The image of the beautiful and glorious leader, gracefully raising his beautiful arms. DO YOU HAVE ANY TP!

The Great Cornholio is the king ofBungholio. He needs teepee for his bunghole. Would you like to see his bunghole? There will be more bungholes after him. HE IS CORNHOLIO!! HE HATH NO BUNGHOLE. For there is but one bunghole, The Almighy Bunghole. There is no bunghole but Bungholio and Cornholio is his Prophet.

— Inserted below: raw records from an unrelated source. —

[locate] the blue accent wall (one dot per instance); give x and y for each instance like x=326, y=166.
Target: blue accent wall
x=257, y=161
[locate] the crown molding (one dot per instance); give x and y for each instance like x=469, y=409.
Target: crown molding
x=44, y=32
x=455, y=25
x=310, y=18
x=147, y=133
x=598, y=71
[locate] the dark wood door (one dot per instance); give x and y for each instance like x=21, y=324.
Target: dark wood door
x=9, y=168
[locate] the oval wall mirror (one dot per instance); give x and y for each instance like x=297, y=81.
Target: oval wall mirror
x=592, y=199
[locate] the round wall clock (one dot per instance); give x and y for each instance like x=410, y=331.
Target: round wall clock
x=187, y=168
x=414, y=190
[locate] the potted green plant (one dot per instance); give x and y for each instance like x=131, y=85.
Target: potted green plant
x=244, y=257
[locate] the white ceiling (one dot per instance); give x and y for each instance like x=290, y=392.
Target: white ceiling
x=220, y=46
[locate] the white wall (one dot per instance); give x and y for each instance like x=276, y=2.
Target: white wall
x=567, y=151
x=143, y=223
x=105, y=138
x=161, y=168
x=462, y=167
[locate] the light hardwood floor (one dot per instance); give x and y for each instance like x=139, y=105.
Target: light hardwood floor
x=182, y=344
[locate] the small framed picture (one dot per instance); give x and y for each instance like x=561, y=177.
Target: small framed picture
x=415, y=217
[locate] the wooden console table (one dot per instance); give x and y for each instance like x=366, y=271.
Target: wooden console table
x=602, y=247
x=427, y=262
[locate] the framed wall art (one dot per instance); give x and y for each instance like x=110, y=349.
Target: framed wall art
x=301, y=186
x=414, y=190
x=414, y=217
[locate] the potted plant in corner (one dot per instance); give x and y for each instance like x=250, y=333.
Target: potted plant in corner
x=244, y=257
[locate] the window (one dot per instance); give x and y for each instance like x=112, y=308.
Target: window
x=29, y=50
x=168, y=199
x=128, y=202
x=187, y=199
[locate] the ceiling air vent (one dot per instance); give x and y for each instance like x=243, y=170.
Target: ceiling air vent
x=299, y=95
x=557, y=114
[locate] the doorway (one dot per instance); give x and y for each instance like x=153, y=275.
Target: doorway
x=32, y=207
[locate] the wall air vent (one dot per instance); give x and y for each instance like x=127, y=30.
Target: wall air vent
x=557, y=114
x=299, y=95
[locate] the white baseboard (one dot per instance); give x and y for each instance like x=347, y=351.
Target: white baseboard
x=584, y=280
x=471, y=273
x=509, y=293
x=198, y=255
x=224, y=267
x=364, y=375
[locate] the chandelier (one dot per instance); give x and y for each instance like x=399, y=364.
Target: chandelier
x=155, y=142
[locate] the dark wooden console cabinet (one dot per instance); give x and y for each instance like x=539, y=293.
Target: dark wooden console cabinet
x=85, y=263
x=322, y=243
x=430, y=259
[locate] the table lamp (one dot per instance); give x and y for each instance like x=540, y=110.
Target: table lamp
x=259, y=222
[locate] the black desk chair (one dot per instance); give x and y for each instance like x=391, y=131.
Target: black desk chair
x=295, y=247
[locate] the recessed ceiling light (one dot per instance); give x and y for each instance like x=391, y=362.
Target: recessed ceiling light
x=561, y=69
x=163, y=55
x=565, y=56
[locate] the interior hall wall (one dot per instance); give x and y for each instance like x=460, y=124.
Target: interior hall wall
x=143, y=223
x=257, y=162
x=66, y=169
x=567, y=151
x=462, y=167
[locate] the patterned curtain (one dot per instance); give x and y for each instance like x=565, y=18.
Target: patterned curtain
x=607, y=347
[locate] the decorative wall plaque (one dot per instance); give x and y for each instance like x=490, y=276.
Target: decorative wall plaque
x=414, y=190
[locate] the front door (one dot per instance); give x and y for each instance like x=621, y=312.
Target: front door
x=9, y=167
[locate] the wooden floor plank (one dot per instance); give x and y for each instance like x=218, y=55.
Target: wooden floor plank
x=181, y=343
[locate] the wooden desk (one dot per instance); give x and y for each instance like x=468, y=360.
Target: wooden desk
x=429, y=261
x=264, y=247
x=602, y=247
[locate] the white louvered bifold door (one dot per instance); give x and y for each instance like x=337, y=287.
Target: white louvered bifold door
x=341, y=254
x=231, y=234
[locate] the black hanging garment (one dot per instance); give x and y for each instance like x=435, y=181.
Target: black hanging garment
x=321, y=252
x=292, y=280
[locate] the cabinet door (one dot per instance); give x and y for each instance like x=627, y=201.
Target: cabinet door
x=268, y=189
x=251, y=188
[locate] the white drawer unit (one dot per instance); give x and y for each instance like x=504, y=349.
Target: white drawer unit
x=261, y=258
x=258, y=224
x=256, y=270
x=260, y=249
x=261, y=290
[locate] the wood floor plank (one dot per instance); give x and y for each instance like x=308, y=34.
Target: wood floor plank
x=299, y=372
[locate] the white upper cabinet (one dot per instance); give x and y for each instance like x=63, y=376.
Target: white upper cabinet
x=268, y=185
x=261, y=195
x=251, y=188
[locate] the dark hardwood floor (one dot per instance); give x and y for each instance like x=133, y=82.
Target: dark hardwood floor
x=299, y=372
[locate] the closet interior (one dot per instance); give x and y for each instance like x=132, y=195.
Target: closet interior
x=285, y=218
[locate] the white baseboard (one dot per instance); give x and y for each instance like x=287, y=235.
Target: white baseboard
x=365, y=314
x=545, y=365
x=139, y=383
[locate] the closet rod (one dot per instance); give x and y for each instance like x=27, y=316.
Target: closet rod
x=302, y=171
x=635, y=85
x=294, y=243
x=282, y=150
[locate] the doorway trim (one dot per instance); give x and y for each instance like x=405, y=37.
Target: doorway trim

History of Cornholio[edit]

The Great Cornholio is the first king of Bungholio which capital is Lake Titicaca. (Titty! Ca-ca! Hehehehehehehehehehe.) Despite being called the Bungholian ruler, he ironically has no anuses (The same conditon that afflicts the Republican Party). Tormented by this, Cornholio fell in a state of denial and convinced himself that he indeed had a bunghole. Believing that he had a bunghole needing wiped, he went on a grand quest to the United States in search for teepee. While he was there, he was threatened by an INS agent and then transported to Mexico, then to Nicaragua. He soon escaped back into Nicaragua and would form the nation of Bungholio.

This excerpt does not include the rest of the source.